Preference for involvement in treatment decision-making for Japanese rheumatoid arthritis patients: A questionnaire survey
10.14442/generalist.34.24
- VernacularTitle:関節リウマチ患者は治療の意思決定にどの程度関与したいと考えているか
- Author:
Akiko Aoki
;
Akiko Suda
;
Syohei Nagaoka
;
Mitsuhiro Takeno
;
Yoshiaki Ishigatsubo
- Publication Type:Journal Article
- From:An Official Journal of the Japan Primary Care Association
2011;34(1):24-31
- CountryJapan
- Language:Japanese
-
Abstract:
Introduction: Recently, the significance of “shared decision-making” in which patients were actively involved in decision options for treatment on the basis of informed consent, has been recognized. However, few studies concerning this issue have been reported regarding rheumatoid arthritis (RA). We conducted a questionnaire survey on patient involvement in treatment decision-making.
Methods : Five hundred RA patients who attended the May 2009 annual meeting of the RA Patient Association in Japan were enrolled in this study. A questionnaire included disease activity and severity, and preferences regarding the extent of patient involvement in deciding on treatment options. Desired and actual roles were chosen from the following descriptions: #1: I prefer to leave all decisions regarding treatment to my doctor. #2: I prefer my doctor to make the final decision after showing me the best option. #3: I prefer that my doctor makes the final decision after showing me all possible therapeutic options. #4: I prefer that my doctor and I share responsibility for deciding which treatment is best for me. And #5: I prefer that the decision about which treatment I will receive should be made by myself.

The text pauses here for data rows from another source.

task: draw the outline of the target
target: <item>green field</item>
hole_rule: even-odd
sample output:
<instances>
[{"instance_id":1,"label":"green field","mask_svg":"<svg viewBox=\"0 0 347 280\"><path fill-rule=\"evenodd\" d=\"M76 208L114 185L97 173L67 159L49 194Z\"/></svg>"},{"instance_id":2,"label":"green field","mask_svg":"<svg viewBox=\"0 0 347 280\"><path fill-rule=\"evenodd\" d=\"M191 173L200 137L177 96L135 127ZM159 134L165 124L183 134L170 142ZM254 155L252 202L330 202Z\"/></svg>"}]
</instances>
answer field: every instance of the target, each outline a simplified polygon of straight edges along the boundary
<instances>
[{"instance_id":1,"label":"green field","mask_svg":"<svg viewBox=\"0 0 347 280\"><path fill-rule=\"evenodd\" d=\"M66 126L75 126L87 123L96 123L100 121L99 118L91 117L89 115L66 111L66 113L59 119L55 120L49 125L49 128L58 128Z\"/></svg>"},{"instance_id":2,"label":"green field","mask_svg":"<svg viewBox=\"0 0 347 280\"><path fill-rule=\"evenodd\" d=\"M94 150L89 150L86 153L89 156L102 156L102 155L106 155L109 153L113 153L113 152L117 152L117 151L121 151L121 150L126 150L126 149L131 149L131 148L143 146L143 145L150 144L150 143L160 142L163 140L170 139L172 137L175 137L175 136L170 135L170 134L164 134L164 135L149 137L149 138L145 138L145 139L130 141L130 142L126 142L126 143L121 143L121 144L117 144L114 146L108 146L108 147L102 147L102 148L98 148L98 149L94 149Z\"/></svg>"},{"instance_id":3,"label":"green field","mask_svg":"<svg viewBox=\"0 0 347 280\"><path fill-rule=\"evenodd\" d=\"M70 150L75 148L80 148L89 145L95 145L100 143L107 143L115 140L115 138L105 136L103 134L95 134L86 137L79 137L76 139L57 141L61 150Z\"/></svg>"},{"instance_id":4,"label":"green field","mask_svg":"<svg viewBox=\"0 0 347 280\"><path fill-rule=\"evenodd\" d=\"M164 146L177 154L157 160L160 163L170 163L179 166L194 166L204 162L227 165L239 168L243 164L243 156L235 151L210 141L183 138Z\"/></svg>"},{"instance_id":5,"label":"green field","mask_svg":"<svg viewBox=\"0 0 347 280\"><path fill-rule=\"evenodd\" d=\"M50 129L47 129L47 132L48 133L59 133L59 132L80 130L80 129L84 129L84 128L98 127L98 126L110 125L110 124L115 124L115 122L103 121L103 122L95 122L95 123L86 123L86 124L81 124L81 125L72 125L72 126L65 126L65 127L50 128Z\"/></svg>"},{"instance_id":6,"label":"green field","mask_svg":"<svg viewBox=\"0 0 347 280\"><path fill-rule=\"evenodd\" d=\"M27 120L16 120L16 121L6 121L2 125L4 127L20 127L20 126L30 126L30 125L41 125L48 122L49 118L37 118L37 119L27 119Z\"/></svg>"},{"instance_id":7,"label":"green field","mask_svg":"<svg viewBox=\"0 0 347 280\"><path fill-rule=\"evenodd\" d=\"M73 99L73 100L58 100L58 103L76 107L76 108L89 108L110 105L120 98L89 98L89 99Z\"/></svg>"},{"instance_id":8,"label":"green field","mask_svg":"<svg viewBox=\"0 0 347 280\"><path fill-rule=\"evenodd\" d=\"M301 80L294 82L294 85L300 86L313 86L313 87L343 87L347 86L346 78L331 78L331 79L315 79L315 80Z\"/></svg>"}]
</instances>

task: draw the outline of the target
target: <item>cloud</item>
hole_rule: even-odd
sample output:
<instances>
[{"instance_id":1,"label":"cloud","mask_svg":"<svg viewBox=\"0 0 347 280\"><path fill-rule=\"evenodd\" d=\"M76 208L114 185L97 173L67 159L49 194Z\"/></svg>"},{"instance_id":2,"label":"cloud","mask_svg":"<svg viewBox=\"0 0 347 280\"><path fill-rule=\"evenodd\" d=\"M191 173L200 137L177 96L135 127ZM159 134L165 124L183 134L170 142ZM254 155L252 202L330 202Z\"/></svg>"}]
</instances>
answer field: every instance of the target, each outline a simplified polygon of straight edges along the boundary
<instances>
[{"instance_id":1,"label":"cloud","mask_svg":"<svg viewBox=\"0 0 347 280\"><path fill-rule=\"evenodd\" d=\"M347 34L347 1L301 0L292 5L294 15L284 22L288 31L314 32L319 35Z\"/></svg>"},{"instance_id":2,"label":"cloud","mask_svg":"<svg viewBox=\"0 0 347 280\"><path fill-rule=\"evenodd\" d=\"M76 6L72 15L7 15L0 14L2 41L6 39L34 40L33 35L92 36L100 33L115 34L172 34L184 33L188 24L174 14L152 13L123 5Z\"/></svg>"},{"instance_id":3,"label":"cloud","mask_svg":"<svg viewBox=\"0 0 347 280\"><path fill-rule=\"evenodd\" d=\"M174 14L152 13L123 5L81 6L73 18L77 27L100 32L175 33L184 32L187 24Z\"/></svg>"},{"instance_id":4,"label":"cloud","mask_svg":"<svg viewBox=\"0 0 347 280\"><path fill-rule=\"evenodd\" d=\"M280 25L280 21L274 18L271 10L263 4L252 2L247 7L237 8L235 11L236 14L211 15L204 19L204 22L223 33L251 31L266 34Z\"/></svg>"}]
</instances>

Results: The questionnaire was returned by 76.4% of the patients, 91% of whom were women, and 71% were 60 years of age or older. While 54% of the patients selected “#4” as their desired role in the decision-making process, 44% of them indicated that “#3” was their actual role, indicating that they accepted the opinion of the attending physician. The desired role was concordant with the actual role in 45% of the patients, who were more satisfied with their medical care and relied on the physician more than those whose desired and actual roles were in conflict.
Conclusion: The physician should assess individual patient preferences and tailor care accordingly.